Alors qu'il étudiait un jour, comme à son accoutumée, les grandes oeuvres théoriques du bouddhisme, le dos au soleil, il vit une ombre assombrir ses textes. Se retournant, il aperçut derrière lui, venue d'on ne sait où, une vielle femme affligée de pas moins de 37 signes de laideur : les yeux rouges et enfoncés, les cheveux rougeâtres, le front protubérant, le visage creusé par les rides, les oreilles trop longues, le nez tordu, un début de barbe jaune, la bouche de travers, les dents rentrées, la langue débordant sur les lèvres, le teint livide, la peau épaisse, le dos voûté, etc.
La vieille femme, sans autre forme de présentation, demanda à l'érudit ce qu'il lisait.
- J'étudie la grammaire, la logique et la discipline, répondit, surpris, le professeur.
- Comprends-tu ces textes ? poursuivit la vieille femme.
- Bien sûr !
- Cela signifie que tu comprends les mots ou comprends-tu aussi le sens ?
- Je comprends les mots, répondit Naropa, quelque peu interloqué par une telle question.
La vieille femme, ravie, se mit alors à rire et à danser.
Naropa, encouragé par une telle attitude et regrettant avoir avoué ne comprendre que les mots ajouta qu'il comprenait aussi le sens.

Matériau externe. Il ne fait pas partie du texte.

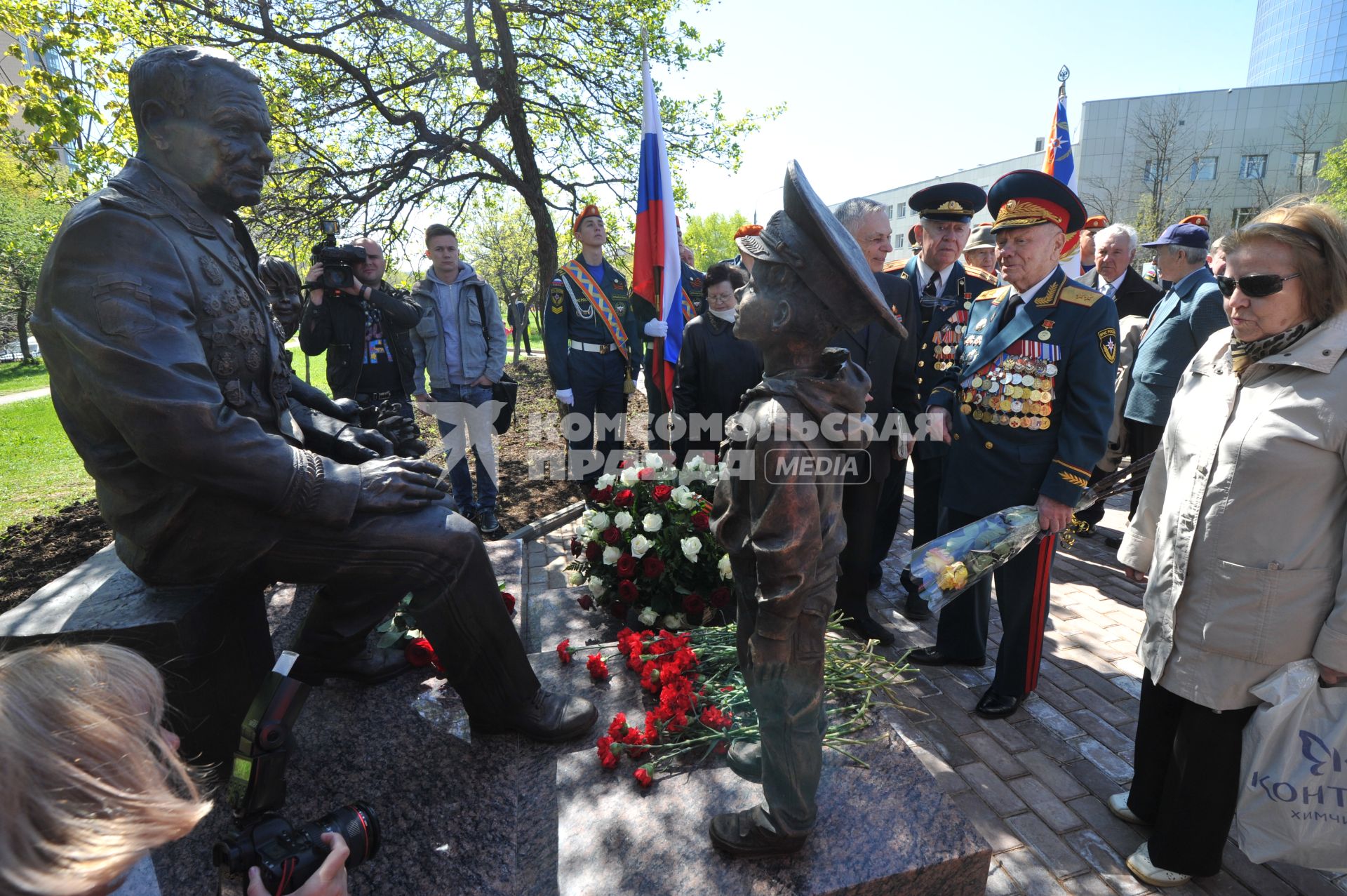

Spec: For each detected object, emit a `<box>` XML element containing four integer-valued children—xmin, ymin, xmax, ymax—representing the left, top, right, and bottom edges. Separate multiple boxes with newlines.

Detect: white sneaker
<box><xmin>1108</xmin><ymin>794</ymin><xmax>1145</xmax><ymax>824</ymax></box>
<box><xmin>1126</xmin><ymin>841</ymin><xmax>1192</xmax><ymax>887</ymax></box>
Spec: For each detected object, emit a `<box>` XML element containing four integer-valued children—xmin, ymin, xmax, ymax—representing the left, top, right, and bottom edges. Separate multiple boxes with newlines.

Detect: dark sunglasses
<box><xmin>1217</xmin><ymin>274</ymin><xmax>1300</xmax><ymax>299</ymax></box>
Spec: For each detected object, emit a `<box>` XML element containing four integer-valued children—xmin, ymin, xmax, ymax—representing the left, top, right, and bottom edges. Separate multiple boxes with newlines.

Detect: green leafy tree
<box><xmin>683</xmin><ymin>211</ymin><xmax>749</xmax><ymax>271</ymax></box>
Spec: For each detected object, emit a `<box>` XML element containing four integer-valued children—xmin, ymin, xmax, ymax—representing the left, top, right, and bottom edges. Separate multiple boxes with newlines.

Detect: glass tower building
<box><xmin>1249</xmin><ymin>0</ymin><xmax>1347</xmax><ymax>88</ymax></box>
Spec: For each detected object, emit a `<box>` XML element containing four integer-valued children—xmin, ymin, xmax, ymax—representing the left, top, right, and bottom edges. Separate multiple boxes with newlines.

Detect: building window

Mal lui en prit : la vieille femme se mit aussitôt à pleurer et à se lamenter.
L'érudit, peut-être vexé et certainement très intrigué, apostropha son interlocutrice :
- Peux-tu m'expliquer, vieille femme, pourquoi tu t'es montrée si joyeuse lorsque je t'ai dit que je comprenais les mots et pourquoi tu t'es mise à pleurer lorsque j'ai ajouté que je comprenais aussi le sens ?
- Tout simplement parce que lorsque tu as dit comprendre les mots c'était vrai et que cette franchise m'a réjouie ; mais lorsque tu as déclaré comprendre aussi le sens, c'était faux et cela m'a attristée.
- Et qui donc comprend le sens ?
- Mon frère.
- Alors présente-le moi.
- Tu dois le trouver toi-même et lui demander de t'enseigner.
Sur ces mots, la vieille femme disparut !
Plus tard, sa voix se fit de nouveau entendre pour révéler à Naropa le nom du maître qu'il devait chercher : "Au Levant vit Tilopa, personnification de la béatitude et de la connaissance, seigneur de tout ce qui vit. Cherche-le, lui qui est un maître et un bouddha."
La vieille femme si étrange n'était autre que Vajrayogini qui avait revêtu cette apparence pour détourner le brillant érudit Naropa de ses spéculations intellectuelles et pour le conduire, par le biais de Tilopa, qu'il mettra des années à trouver, à la réalisation de la nature de l'esprit.
Naropa comprit bien évidemment que la vieille femme était une apparition divine et que les 37 signes de laideur qui la caractérisaient étaient à la fois une incitation à se détacher du samsara et un symbole des 37 branches de l'Eveil. Ce fut pour lui une profonde prise de conscience qui lui fit abandonner sur le champ ses études et sa position enviée dans la hiérarchie monastique. Prenant son bol de moine, il se mit sans tarder en route vers le Levant, à la recherche d'un mystérieux maître dont il ne connaissait que le nom.
Sa quête dura douze ans parsemés de nombreuses difficultés. Ayant enfin découvert Tilopa, il dut passer par douze grandes épreuves que celui-ci lui fit subir afin de le débarrasser de ses impuretés et de son intellectualisme universitaire. Finalement, son esprit ayant gagné une pleine maturité, l'éveil se révéla à lui lorsque son maître lui asséna un coup de sandale derrière la tête.
La rencontre entre Vajrayogini et Naropa illustre de manière très significative la relation qui unit les pratiquants et les divinités : loin d'être des abstractions ou de simples symboles, elles possèdent la faculté d'intervenir effectivement dans le cours de l'existence des fidèles.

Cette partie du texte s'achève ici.